Foi com Clerks, um pequeno filme artesanal e independente (quando independente significava mesmo um cinema à margem de qualquer financiamento das grandes produtoras, mas também de qualquer convenção cinematográfica), que Kevin Smith se estabeleceu como uma das vozes mais respeitadas de uma certa cinefilia mais nerd e geek. No mesmo ano em que um certo Quentin Tarantino apresentava um certo Pulp Fiction em Cannes, Smith fazia com Clerks a segunda parte de um tremor de terra que mudaria para sempre a face do cinema norte-americano.

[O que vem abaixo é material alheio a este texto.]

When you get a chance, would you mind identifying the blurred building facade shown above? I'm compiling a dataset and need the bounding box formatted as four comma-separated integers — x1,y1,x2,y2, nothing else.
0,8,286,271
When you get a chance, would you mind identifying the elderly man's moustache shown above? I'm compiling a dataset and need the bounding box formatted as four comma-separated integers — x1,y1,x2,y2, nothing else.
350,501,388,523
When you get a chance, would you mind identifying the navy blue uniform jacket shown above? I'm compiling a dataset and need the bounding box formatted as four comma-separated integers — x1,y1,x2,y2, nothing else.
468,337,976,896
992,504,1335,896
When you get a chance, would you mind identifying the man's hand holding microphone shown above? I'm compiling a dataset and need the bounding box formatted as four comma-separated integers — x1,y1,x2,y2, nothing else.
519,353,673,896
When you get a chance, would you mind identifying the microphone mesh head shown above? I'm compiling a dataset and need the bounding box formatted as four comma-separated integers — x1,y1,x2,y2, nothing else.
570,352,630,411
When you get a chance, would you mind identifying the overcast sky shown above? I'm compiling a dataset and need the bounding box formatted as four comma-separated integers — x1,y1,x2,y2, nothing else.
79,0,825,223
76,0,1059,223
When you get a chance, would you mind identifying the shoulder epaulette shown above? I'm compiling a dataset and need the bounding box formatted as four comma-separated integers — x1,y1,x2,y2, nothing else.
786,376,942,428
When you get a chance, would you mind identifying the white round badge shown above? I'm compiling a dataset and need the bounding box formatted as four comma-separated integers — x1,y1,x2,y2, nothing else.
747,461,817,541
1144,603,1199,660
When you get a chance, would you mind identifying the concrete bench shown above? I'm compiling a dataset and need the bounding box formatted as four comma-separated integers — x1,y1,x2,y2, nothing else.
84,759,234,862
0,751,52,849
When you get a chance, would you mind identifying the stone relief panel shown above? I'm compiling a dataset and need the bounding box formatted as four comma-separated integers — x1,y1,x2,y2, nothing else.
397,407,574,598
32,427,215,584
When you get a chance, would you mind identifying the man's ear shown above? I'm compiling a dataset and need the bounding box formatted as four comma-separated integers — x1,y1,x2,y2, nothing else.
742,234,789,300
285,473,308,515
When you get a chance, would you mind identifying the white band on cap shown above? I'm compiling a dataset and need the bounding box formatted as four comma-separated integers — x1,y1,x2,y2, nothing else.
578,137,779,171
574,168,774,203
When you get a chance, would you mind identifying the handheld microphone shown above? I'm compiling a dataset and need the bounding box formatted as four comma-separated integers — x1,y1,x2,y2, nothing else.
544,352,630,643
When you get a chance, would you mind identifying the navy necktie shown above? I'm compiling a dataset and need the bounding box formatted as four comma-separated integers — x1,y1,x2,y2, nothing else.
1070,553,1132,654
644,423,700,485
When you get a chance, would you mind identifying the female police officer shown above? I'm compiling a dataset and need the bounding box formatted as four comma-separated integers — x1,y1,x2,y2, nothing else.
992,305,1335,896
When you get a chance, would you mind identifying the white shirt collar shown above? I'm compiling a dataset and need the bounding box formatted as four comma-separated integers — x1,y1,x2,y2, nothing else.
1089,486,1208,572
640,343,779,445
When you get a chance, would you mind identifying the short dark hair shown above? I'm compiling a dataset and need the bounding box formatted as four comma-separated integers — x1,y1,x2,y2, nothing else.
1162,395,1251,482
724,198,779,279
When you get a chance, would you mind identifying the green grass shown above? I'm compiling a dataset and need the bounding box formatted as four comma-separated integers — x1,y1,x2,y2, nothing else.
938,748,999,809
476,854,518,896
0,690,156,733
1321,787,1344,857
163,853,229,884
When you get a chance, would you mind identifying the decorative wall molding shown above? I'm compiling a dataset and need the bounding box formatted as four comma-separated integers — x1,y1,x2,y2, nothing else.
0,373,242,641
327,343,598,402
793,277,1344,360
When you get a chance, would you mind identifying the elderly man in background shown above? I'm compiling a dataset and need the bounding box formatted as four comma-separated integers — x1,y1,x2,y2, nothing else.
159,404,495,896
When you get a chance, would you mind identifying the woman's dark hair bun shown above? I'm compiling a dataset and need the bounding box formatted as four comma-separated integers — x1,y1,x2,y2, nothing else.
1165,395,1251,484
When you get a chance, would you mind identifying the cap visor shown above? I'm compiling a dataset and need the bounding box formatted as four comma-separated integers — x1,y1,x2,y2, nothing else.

Clerks é autêntico cinema de guerrilha. Filmado com os meios que Kevin Smith tinha ao dispor (tanto técnicos como humanos), na loja de conveniência onde ele próprio trabalhava e, portanto, rodado sempre em horários pós-laborais. Isso obrigou-o a pôr o filme a preto e branco para uniformizar diferentes tipos de iluminação, mas conseguindo com isso um efeito de um certo cinema arthouse, mas sobre temas banais e comuns, trazendo o cinema de autor para os terrenos do cinéfilo comum.

O filme é o simples apanhado de vários episódios ao longo de um dia e trabalho de dois trabalhadores (Brian O’Halloran e Jason Mewes) de uma loja de conveniência e de um clube de vídeo respectivamente, que funcionam lado a lado. É um filme feito sobretudo dos diálogos, com aquele jeito muito escorreito e baseado nos acontecimentos mundanos do dia-a-dia ou em cultura popular, do qual o cinema de Tarantino também é feito. Mais tarde, Jim Jarmusch (outro realizador nascido dentro deste cinema independente) faria o mesmo com o seu Café e Cigarros, conjunto avulso de diálogos mais ou menos banais em mesas de café.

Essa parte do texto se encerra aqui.